Rethinking Self-Supervision Objectives for Generalizable Coherence
Modeling
- URL: http://arxiv.org/abs/2110.07198v1
- Date: Thu, 14 Oct 2021 07:44:14 GMT
- Title: Rethinking Self-Supervision Objectives for Generalizable Coherence
Modeling
- Authors: Prathyusha Jwalapuram, Shafiq Joty and Xiang Lin
- Abstract summary: Coherence evaluation of machine generated text is one of the principal applications of coherence models that needs to be investigated.
We explore training data and self-supervision objectives that result in a model that generalizes well across tasks.
We show empirically that increasing the density of negative samples improves the basic model, and using a global negative queue further improves and stabilizes the model while training with hard negative samples.

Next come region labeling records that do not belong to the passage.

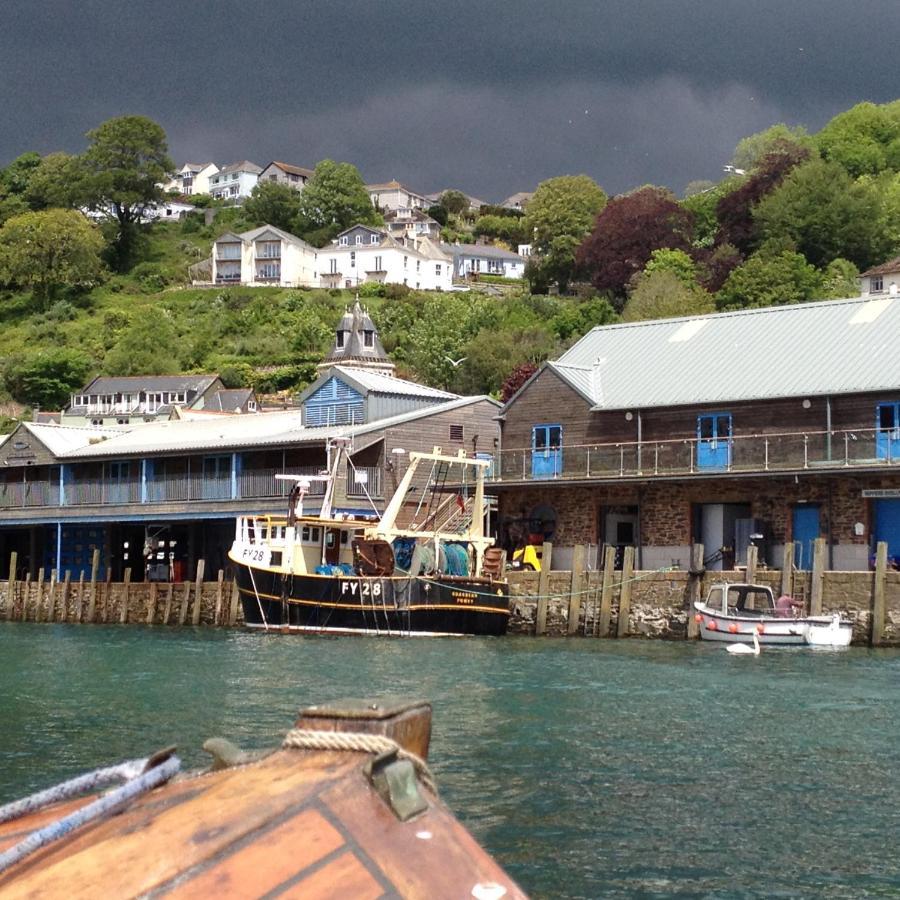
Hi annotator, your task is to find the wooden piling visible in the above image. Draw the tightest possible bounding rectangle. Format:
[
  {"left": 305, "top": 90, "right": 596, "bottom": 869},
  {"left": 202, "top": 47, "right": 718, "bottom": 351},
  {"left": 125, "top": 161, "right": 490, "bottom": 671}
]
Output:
[
  {"left": 566, "top": 544, "right": 587, "bottom": 634},
  {"left": 213, "top": 569, "right": 225, "bottom": 625},
  {"left": 534, "top": 541, "right": 553, "bottom": 634},
  {"left": 228, "top": 580, "right": 241, "bottom": 626},
  {"left": 869, "top": 541, "right": 887, "bottom": 647},
  {"left": 809, "top": 538, "right": 826, "bottom": 616},
  {"left": 781, "top": 541, "right": 794, "bottom": 597},
  {"left": 163, "top": 581, "right": 175, "bottom": 625},
  {"left": 119, "top": 566, "right": 131, "bottom": 625},
  {"left": 594, "top": 544, "right": 616, "bottom": 637},
  {"left": 47, "top": 569, "right": 56, "bottom": 622},
  {"left": 746, "top": 544, "right": 759, "bottom": 584},
  {"left": 191, "top": 559, "right": 206, "bottom": 625},
  {"left": 19, "top": 572, "right": 31, "bottom": 622},
  {"left": 178, "top": 581, "right": 191, "bottom": 625},
  {"left": 3, "top": 550, "right": 19, "bottom": 620},
  {"left": 685, "top": 544, "right": 705, "bottom": 640},
  {"left": 85, "top": 549, "right": 100, "bottom": 622},
  {"left": 34, "top": 566, "right": 44, "bottom": 622},
  {"left": 147, "top": 581, "right": 159, "bottom": 625},
  {"left": 59, "top": 569, "right": 72, "bottom": 622},
  {"left": 616, "top": 547, "right": 634, "bottom": 637},
  {"left": 75, "top": 569, "right": 84, "bottom": 622}
]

- Score: 8.329870357145927
- License: http://arxiv.org/licenses/nonexclusive-distrib/1.0/
- Abstract: Although large-scale pre-trained neural models have shown impressive
performances in a variety of tasks, their ability to generate coherent text
that appropriately models discourse phenomena is harder to evaluate and less
understood. Given the claims of improved text generation quality across various
systems, we consider the coherence evaluation of machine generated text to be
one of the principal applications of coherence models that needs to be
investigated. We explore training data and self-supervision objectives that
result in a model that generalizes well across tasks and can be used
off-the-shelf to perform such evaluations. Prior work in neural coherence
modeling has primarily focused on devising new architectures, and trained the
model to distinguish coherent and incoherent text through pairwise
self-supervision on the permuted documents task. We instead use a basic model
architecture and show significant improvements over state of the art within the
same training regime. We then design a harder self-supervision objective by
increasing the ratio of negative samples within a contrastive learning setup,
and enhance the model further through automatic hard negative mining coupled
with a large global negative queue encoded by a momentum encoder. We show
empirically that increasing the density of negative samples improves the basic
model, and using a global negative queue further improves and stabilizes the
model while training with hard negative samples. We evaluate the coherence
model on task-independent test sets that resemble real-world use cases and show
significant improvements in coherence evaluations of downstream applications.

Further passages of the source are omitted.